Enquanto minhas primeiras percepções eram todas visuais e curiosamente carentes de imagens de seres humanos, esses dois itens mudaram ao longo dos anos. Acho que hoje um único baseado é suficiente para me deixar chapado. Testo se estou chapado, fechando os olhos e procurando os flashes. Eles vêm muito antes de haver alterações nas minhas percepções visuais ou outras. Eu acho que esse é um problema de sinal para ruído, o nível de ruído visual é muito baixo com os olhos fechados. Outro aspecto teórico da informação interessante é a prevalência – pelo menos nas minhas imagens em flashes – de desenhos animados: apenas os contornos de figuras, caricaturas, não fotografias. Eu acho que isso é simplesmente uma questão de compactação de informações; seria impossível compreender o conteúdo total de uma imagem com o conteúdo informativo de uma fotografia comum, digamos 108 bits, na fração de segundo que um flash ocupa. E a experiência do flash é projetada, se é que posso usar essa palavra, para apreciação instantânea. O artista e o espectador são um. Isso não quer dizer que as imagens não sejam maravilhosamente detalhadas e complexas. Recentemente, tive uma imagem na qual duas pessoas estavam conversando e as palavras que estavam dizendo formariam e desapareceriam em amarelo acima de suas cabeças, a uma frase por batimento cardíaco. Dessa forma, foi possível acompanhar a conversa. Ao mesmo tempo, uma palavra ocasional aparecia em letras vermelhas entre os amarelos acima de suas cabeças, perfeitamente em contexto com a conversa; mas se alguém se lembrasse dessas palavras vermelhas, enunciaria um conjunto bem diferente de declarações, criticamente penetrante da conversa. Todo o conjunto de imagens que descrevi aqui, com, eu diria, pelos menos, 100 palavras amarelas e algo como 10 palavras vermelhas, ocorreu em menos de um minuto.
A experiência com a maconha melhorou bastante minha apreciação pela arte, um assunto que eu nunca havia apreciado muito antes. O entendimento da intenção do artista, que eu posso alcançar quando estou chapado, às vezes transporta para quando estou deprimido. Essa é uma das muitas fronteiras humanas que a maconha me ajudou a atravessar. Também houve algumas ideias relacionadas à arte, não sei se são verdadeiras ou falsas, mas foram divertidas de formular. Por exemplo, passei algum tempo olhando o trabalho do surrealista belga Yves Tanguey. Alguns anos depois, emergi de um longo mergulho no Caribe e afundei exausto em uma praia formada pela erosão de um recife de coral nas proximidades. Ao examinar ociosamente os fragmentos de coral arqueados em tons pastel que compunham a praia, vi diante de mim uma vasta pintura de Tanguey. Possivelmente Tanguey tenha visitado a mesma praia na sua infância.

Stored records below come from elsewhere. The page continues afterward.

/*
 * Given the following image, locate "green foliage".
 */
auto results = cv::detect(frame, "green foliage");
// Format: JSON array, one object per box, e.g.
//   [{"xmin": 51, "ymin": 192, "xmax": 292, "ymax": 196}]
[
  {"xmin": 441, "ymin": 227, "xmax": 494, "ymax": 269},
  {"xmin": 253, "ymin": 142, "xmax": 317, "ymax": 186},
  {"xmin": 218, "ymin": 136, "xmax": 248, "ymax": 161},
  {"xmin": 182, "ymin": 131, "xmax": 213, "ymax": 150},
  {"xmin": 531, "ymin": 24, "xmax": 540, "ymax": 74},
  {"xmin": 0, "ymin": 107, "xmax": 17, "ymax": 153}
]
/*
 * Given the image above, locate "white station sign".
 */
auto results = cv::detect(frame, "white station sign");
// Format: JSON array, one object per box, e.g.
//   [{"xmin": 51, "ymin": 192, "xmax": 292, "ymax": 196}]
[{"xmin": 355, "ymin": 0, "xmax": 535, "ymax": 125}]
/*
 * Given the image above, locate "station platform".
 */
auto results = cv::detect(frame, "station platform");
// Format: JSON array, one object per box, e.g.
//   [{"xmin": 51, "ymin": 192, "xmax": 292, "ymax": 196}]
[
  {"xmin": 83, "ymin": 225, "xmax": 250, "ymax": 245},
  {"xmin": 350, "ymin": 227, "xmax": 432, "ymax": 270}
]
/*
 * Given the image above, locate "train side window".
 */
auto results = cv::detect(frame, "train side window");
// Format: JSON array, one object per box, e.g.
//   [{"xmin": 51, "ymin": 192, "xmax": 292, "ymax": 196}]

Uma melhoria muito semelhante na minha apreciação pela música ocorreu com a maconha. Pela primeira vez, pude ouvir as partes separadas de uma harmonia de três partes e a riqueza do contraponto. Desde então, descobri que músicos profissionais podem facilmente manter muitas partes separadas em suas cabeças, mas essa foi a primeira vez para mim. Mais uma vez, a experiência de aprendizado quando estava chapado, pelo menos até certo ponto, foi transportada quando estava deprimido. O prazer da comida é amplificado; emergem sabores e aromas que, por algum motivo, normalmente parecemos estar muito ocupados para perceber. Eu sou capaz de dar toda a minha atenção à sensação. Uma batata terá uma textura, um corpo e um sabor semelhante ao de outras batatas, mas muito mais. A maconha também aumenta o prazer do sexo – por um lado, oferece uma sensibilidade requintada, mas, por outro lado, adia o orgasmo: em parte me distraindo com a profusão de imagens passando diante dos meus olhos. A duração real do orgasmo parece prolongar-se bastante, mas essa pode ser a experiência usual de expansão do tempo que vem com o consumo de maconha.

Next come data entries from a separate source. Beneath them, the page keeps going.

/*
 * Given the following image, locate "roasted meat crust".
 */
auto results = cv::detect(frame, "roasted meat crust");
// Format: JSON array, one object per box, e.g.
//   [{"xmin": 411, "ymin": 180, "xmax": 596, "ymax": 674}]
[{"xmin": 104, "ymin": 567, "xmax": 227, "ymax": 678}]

Não me considero uma pessoa religiosa no sentido usual, mas há um aspecto religioso em algumas altas. A sensibilidade aumentada em todas as áreas me dá uma sensação de comunhão com o meu entorno, animado e inanimado. Às vezes, surge uma espécie de percepção existencial do absurdo e vejo com terrível certeza as hipocrisias e a postura de mim e dos meus semelhantes. E em outros momentos, há um sentido diferente do absurdo, uma consciência divertida e extravagante. Ambos os sentidos do absurdo podem ser comunicados, e alguns dos momentos mais gratificantes que tive foram compartilhando conversas, percepções e humor. A maconha nos dá a consciência de que passamos a vida inteira sendo treinados para negligenciar, esquecer e tirar da cabeça. Uma sensação de como o mundo realmente é pode ser enlouquecedora; a cannabis me trouxe alguns sentimentos sobre como é ser louco, e como usamos essa palavra ‘louco’ para evitar pensar em coisas que são muito dolorosas para nós. Na União Soviética, dissidentes políticos são rotineiramente colocados em manicômios. O mesmo tipo de coisa, talvez um pouco mais sutil, ocorre aqui: ‘você ouviu o que Lenny Bruce disse ontem? Ele deve estar louco. Quando estava chapado de maconha, descobri que havia alguém dentro daquelas pessoas que chamamos de loucas.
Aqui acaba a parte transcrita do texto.